Segundo a Senappen, as televisões não terão acesso à internet e serão previamente configuradas com restrições técnicas rigorosas, seguindo os protocolos do Sistema Penitenciário Federal. Os presos não terão contato direto com os aparelhos. As exibições ocorrerão de forma controlada e supervisionada.
De acordo com o órgão, a iniciativa já existia nas unidades federais por meio da antiga Cinemateca, que utilizava mídias físicas como DVDs e fitas VHS. A substituição desses formatos ocorre, segundo a secretaria, devido à obsolescência tecnológica e à necessidade de modernização das atividades previstas na Lei de Execução Penal.

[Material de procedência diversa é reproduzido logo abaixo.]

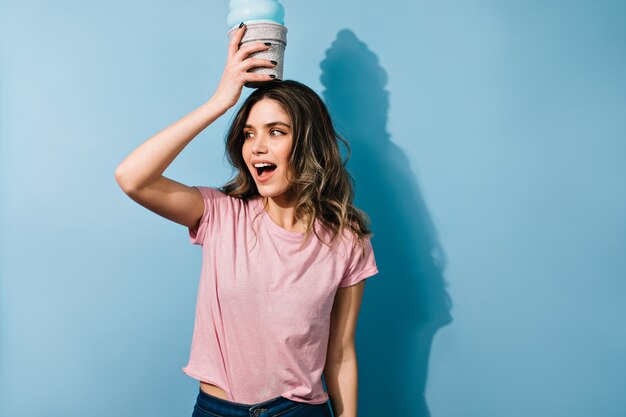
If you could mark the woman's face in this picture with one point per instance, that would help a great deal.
(267, 138)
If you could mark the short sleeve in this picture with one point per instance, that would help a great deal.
(360, 265)
(196, 236)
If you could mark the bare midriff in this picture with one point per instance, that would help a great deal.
(213, 390)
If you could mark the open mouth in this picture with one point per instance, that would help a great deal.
(265, 170)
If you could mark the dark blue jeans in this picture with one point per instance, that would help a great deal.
(208, 405)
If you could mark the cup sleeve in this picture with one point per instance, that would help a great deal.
(360, 265)
(196, 236)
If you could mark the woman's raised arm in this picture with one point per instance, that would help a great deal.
(140, 175)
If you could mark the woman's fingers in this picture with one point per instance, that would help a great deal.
(249, 48)
(233, 45)
(258, 77)
(256, 62)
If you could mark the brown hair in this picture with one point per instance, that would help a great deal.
(324, 189)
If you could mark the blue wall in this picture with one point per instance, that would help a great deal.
(489, 148)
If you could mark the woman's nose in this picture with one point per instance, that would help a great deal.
(259, 144)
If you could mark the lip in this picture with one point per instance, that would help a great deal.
(256, 174)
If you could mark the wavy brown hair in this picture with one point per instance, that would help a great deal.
(324, 189)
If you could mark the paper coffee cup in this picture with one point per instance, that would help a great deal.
(271, 32)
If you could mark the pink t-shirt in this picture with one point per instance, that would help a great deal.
(263, 308)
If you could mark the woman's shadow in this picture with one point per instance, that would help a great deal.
(407, 302)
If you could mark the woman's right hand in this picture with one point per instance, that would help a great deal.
(237, 64)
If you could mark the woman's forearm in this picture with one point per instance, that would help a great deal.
(342, 385)
(148, 162)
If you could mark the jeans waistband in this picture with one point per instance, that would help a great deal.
(220, 406)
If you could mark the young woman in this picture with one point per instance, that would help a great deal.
(284, 251)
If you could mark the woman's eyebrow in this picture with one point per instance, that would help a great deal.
(271, 124)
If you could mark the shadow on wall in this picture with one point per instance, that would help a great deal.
(407, 301)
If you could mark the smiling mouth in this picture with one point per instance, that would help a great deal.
(264, 171)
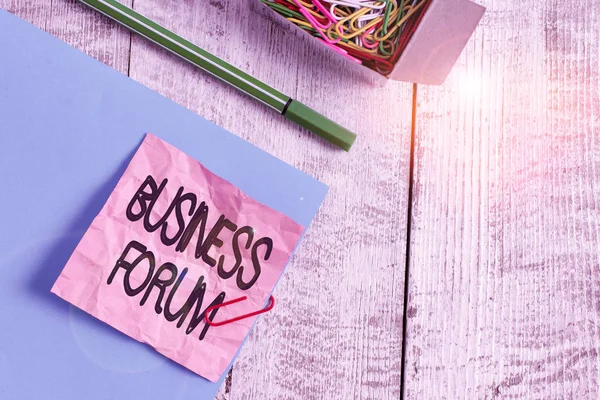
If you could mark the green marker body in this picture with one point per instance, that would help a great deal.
(292, 109)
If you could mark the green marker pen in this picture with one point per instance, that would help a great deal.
(290, 108)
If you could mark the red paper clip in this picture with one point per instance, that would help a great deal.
(269, 307)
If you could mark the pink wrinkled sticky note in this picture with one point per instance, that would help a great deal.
(172, 240)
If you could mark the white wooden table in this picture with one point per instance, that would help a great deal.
(504, 249)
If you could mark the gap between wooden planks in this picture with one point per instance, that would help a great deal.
(504, 294)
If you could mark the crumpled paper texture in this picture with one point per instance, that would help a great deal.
(83, 281)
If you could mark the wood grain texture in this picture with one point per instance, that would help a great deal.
(336, 331)
(504, 295)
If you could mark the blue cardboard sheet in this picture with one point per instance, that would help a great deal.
(68, 127)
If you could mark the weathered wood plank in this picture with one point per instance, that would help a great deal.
(336, 331)
(505, 260)
(79, 26)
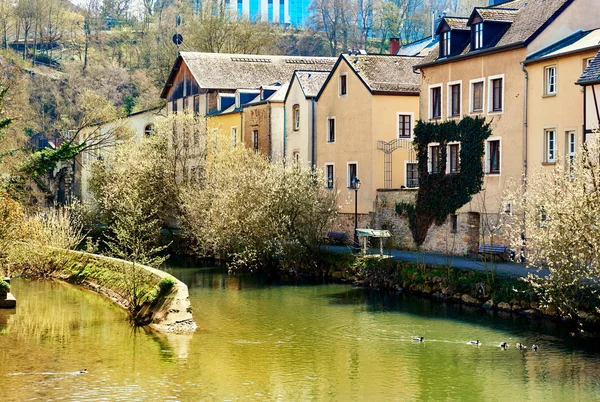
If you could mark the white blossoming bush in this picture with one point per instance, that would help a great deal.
(257, 214)
(560, 207)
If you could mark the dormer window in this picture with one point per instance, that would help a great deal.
(445, 45)
(478, 36)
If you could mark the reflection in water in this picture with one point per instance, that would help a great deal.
(260, 340)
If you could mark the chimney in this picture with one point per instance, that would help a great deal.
(394, 45)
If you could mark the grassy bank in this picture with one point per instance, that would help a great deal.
(446, 284)
(152, 297)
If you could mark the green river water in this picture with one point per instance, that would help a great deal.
(260, 341)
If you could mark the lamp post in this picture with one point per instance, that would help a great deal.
(355, 185)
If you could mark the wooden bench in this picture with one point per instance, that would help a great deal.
(494, 250)
(337, 238)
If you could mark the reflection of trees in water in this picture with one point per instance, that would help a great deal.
(55, 310)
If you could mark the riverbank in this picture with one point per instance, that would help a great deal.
(152, 297)
(487, 289)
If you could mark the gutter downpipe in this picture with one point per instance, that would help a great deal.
(312, 145)
(525, 111)
(284, 132)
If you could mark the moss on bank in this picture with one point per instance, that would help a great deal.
(487, 290)
(152, 297)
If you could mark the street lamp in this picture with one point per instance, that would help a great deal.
(355, 184)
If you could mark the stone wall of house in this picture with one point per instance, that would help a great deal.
(440, 239)
(257, 118)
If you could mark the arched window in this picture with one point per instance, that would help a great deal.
(149, 129)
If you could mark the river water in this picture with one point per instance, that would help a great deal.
(260, 341)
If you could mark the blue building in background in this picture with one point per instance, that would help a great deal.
(293, 12)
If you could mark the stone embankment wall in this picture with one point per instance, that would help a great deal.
(440, 239)
(505, 294)
(170, 312)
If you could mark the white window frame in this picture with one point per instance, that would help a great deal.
(334, 130)
(548, 141)
(472, 93)
(234, 136)
(325, 165)
(406, 163)
(412, 125)
(491, 94)
(487, 160)
(449, 100)
(296, 116)
(348, 172)
(340, 94)
(448, 156)
(478, 36)
(547, 91)
(430, 99)
(446, 37)
(570, 154)
(429, 154)
(254, 139)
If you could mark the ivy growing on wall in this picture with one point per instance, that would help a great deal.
(441, 194)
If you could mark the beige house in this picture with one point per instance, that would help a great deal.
(138, 124)
(197, 78)
(300, 116)
(366, 112)
(476, 70)
(590, 81)
(263, 121)
(555, 104)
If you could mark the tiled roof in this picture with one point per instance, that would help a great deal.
(311, 81)
(419, 48)
(591, 74)
(531, 15)
(456, 22)
(385, 73)
(580, 40)
(232, 71)
(497, 14)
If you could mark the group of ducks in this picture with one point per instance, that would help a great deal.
(503, 345)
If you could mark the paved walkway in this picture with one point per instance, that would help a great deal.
(502, 268)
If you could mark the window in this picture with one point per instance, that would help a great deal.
(404, 125)
(477, 89)
(550, 136)
(550, 79)
(255, 139)
(571, 147)
(234, 136)
(296, 116)
(434, 159)
(453, 223)
(197, 104)
(496, 94)
(412, 174)
(149, 129)
(454, 100)
(445, 45)
(478, 36)
(343, 84)
(493, 157)
(352, 172)
(436, 102)
(331, 129)
(454, 153)
(329, 177)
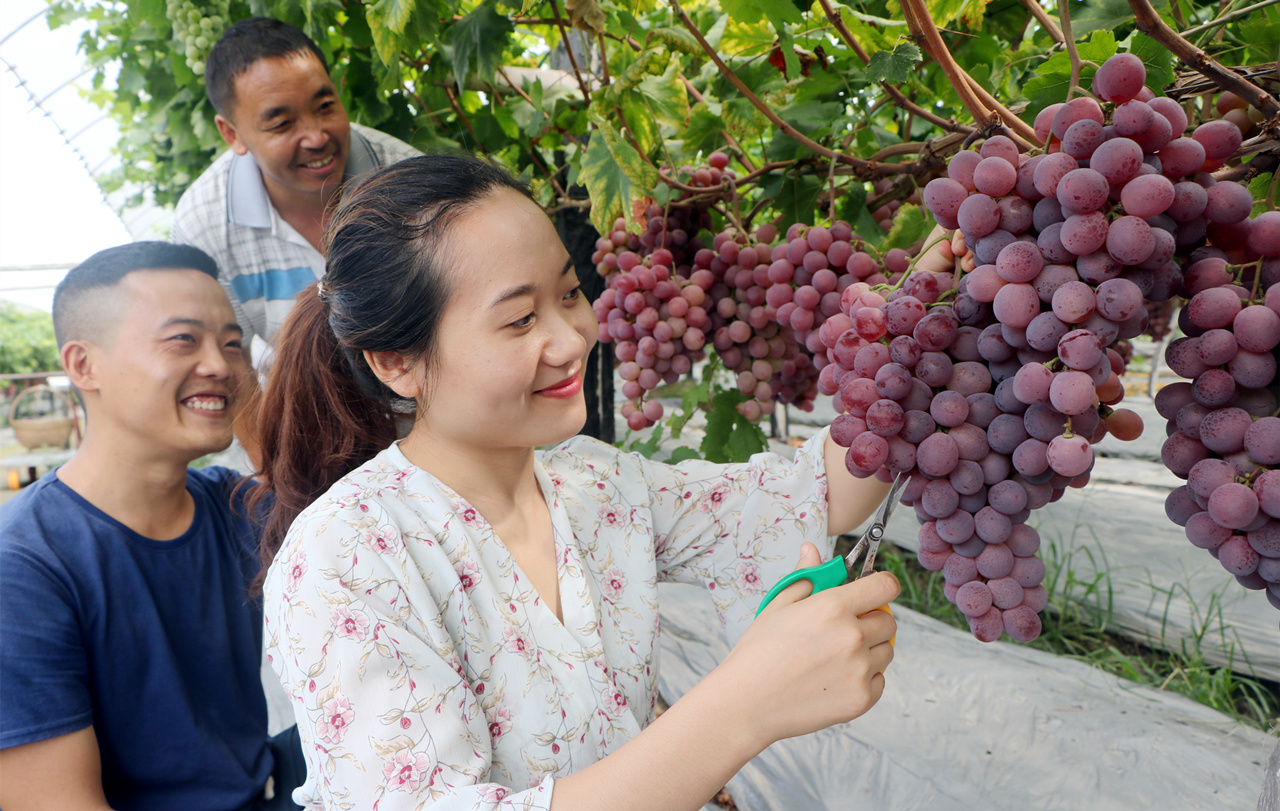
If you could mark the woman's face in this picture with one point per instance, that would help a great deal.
(513, 340)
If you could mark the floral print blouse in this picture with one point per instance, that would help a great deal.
(425, 672)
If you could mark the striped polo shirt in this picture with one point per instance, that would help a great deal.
(263, 262)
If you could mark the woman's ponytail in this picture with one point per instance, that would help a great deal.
(312, 422)
(387, 284)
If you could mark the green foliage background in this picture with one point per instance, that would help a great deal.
(26, 340)
(428, 72)
(647, 97)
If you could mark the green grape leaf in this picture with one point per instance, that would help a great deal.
(910, 225)
(730, 436)
(613, 174)
(1100, 15)
(755, 10)
(648, 447)
(851, 207)
(796, 195)
(681, 454)
(872, 37)
(1054, 76)
(391, 14)
(778, 13)
(507, 122)
(695, 397)
(479, 40)
(1261, 189)
(896, 65)
(1155, 56)
(666, 96)
(704, 133)
(810, 117)
(387, 21)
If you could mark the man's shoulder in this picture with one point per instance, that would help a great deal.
(210, 186)
(223, 489)
(44, 498)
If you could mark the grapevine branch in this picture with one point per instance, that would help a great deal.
(1045, 19)
(895, 94)
(1072, 51)
(1150, 23)
(860, 166)
(568, 46)
(987, 111)
(1226, 18)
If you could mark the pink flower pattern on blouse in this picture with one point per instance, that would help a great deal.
(334, 718)
(426, 673)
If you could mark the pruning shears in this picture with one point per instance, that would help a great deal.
(840, 571)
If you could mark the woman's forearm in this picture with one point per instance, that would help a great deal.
(849, 500)
(677, 763)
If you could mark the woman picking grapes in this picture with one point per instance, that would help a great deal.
(462, 621)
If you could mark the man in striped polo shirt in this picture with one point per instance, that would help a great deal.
(260, 209)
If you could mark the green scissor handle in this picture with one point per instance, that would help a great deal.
(826, 576)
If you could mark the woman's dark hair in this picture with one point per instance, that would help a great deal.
(387, 283)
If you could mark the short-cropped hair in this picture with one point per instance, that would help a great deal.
(242, 45)
(105, 269)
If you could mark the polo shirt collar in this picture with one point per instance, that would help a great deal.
(247, 202)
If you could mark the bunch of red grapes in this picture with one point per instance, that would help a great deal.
(990, 392)
(759, 305)
(1224, 430)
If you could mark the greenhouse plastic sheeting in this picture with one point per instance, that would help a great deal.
(965, 724)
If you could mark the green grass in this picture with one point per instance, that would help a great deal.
(1077, 626)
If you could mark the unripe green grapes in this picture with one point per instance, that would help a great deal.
(196, 32)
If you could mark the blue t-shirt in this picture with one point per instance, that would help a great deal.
(154, 644)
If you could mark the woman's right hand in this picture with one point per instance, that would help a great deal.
(809, 661)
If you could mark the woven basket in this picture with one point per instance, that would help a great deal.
(42, 431)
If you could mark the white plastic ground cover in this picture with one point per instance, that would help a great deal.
(965, 724)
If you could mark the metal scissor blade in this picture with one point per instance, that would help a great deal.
(871, 539)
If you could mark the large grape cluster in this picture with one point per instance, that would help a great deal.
(758, 301)
(197, 27)
(992, 399)
(1224, 430)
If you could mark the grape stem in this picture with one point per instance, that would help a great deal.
(896, 95)
(568, 46)
(981, 104)
(1045, 19)
(1072, 51)
(1226, 18)
(1150, 23)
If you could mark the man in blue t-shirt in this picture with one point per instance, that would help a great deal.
(129, 642)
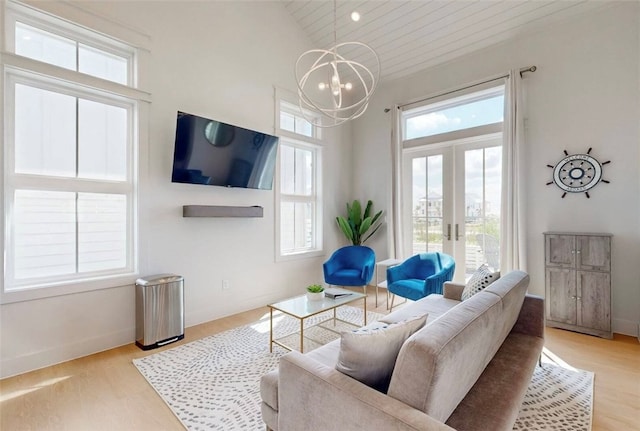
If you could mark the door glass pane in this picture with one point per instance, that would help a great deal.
(102, 141)
(303, 172)
(483, 175)
(427, 204)
(45, 132)
(102, 231)
(96, 62)
(44, 46)
(44, 233)
(287, 169)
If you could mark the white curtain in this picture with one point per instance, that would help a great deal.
(512, 238)
(394, 218)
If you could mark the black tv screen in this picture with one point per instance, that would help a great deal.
(218, 154)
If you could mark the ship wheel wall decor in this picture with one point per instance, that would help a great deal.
(577, 173)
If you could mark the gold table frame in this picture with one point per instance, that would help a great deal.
(301, 308)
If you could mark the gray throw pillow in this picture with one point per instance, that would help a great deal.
(369, 354)
(483, 277)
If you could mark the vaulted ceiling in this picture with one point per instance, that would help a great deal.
(413, 35)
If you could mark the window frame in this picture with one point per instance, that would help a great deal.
(28, 71)
(309, 143)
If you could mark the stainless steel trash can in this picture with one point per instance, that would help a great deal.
(159, 310)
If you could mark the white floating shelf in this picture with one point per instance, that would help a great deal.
(221, 211)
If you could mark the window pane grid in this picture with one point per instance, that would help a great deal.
(51, 48)
(477, 109)
(66, 233)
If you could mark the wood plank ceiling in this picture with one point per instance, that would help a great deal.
(414, 35)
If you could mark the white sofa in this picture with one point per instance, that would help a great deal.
(467, 369)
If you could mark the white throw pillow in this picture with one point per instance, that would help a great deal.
(483, 277)
(369, 354)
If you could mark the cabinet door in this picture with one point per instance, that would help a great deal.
(594, 299)
(560, 250)
(594, 253)
(561, 295)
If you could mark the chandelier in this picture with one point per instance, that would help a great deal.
(334, 86)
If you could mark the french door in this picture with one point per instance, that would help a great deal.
(451, 201)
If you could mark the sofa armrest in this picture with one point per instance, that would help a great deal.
(315, 396)
(452, 290)
(531, 318)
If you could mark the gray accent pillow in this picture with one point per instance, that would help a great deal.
(369, 354)
(483, 277)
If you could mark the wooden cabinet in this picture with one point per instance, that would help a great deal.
(578, 282)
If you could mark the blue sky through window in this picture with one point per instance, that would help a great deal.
(459, 117)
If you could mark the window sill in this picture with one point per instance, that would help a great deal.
(300, 255)
(69, 288)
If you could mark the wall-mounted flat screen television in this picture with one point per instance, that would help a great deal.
(218, 154)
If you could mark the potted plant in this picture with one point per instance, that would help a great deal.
(356, 225)
(315, 292)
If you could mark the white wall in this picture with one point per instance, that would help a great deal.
(219, 60)
(584, 94)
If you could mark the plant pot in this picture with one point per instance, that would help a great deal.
(315, 296)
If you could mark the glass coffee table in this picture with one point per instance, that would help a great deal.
(301, 308)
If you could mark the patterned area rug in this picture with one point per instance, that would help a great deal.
(213, 383)
(559, 397)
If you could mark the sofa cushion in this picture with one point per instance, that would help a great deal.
(455, 348)
(433, 305)
(369, 354)
(480, 279)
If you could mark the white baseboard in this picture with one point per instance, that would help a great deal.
(64, 352)
(626, 327)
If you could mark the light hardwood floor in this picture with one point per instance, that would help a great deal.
(105, 391)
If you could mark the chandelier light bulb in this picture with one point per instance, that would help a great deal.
(313, 67)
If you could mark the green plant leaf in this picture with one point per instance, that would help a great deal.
(367, 210)
(356, 213)
(345, 227)
(366, 224)
(371, 233)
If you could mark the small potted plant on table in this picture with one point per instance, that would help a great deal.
(315, 292)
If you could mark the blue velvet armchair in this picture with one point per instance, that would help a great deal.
(420, 275)
(350, 266)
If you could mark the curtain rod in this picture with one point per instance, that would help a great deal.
(522, 70)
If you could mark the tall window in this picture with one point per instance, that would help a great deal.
(70, 152)
(299, 191)
(452, 177)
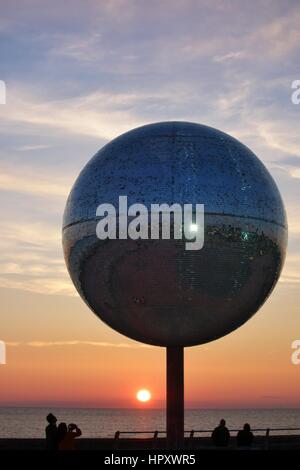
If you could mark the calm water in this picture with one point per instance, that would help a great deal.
(30, 422)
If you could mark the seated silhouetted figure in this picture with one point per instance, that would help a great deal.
(68, 436)
(220, 435)
(51, 433)
(245, 437)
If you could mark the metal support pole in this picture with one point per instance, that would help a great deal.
(175, 397)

Em nota, a Senappen afirmou que o ReintegraCINE está em conformidade com o Manual de Assistências do Sistema Penitenciário Federal, aprovado em março de 2022, que estabelece diretrizes para ações de caráter educacional, cultural, social e recreativo voltadas à reintegração dos presos.
A seleção dos conteúdos exibidos ficará sob responsabilidade da Divisão de Reabilitação das Penitenciárias Federais, observando critérios éticos, pedagógicos e institucionais. A programação também passará pela análise da Divisão de Segurança e Disciplina, além da aprovação do Conselho Disciplinar do Preso de cada unidade, que definirá quais custodiados poderão participar das sessões.
Ainda segundo a Senappen, as sessões de cinema só terão início após a entrega integral e a completa configuração dos equipamentos, com prazo limite previsto para fevereiro de 2026. O custo total das 40 Smart TVs foi de R$ 85.400,00. A pasta ressaltou que projetos semelhantes já existem em diversos sistemas prisionais estaduais.
O tema ganhou ainda mais repercussão após a defesa do ex-presidente Jair Bolsonaro (PL), condenado por envolvimento na chamada trama golpista, solicitar ao Supremo Tribunal Federal (STF) autorização para que ele tenha acesso a uma televisão no local onde cumpre pena, na Superintendência da Polícia Federal em Brasília. Além da TV, a defesa também pediu inclusão em programas de remição de pena por leitura e assistência religiosa.
A medida, no entanto, tem gerado críticas e debates nas redes sociais. Enquanto alguns defendem a iniciativa como parte do processo de ressocialização, outros questionam se esse tipo de ação é adequada para presos considerados de alta periculosidade, especialmente em um contexto em que parte da população enfrenta dificuldades para ter acesso a bens semelhantes.
Ficam os questionamentos:
Esse tipo de iniciativa contribui de fato para a reintegração social ou transmite uma mensagem equivocada à sociedade?
Há tratamento diferenciado dentro do sistema penitenciário federal?
O debate político em torno da situação do ex-presidente Jair Bolsonaro influencia a percepção da população sobre essas decisões?
O Fala Aí Goiás segue acompanhando o tema e abrindo espaço para a opinião dos leitores.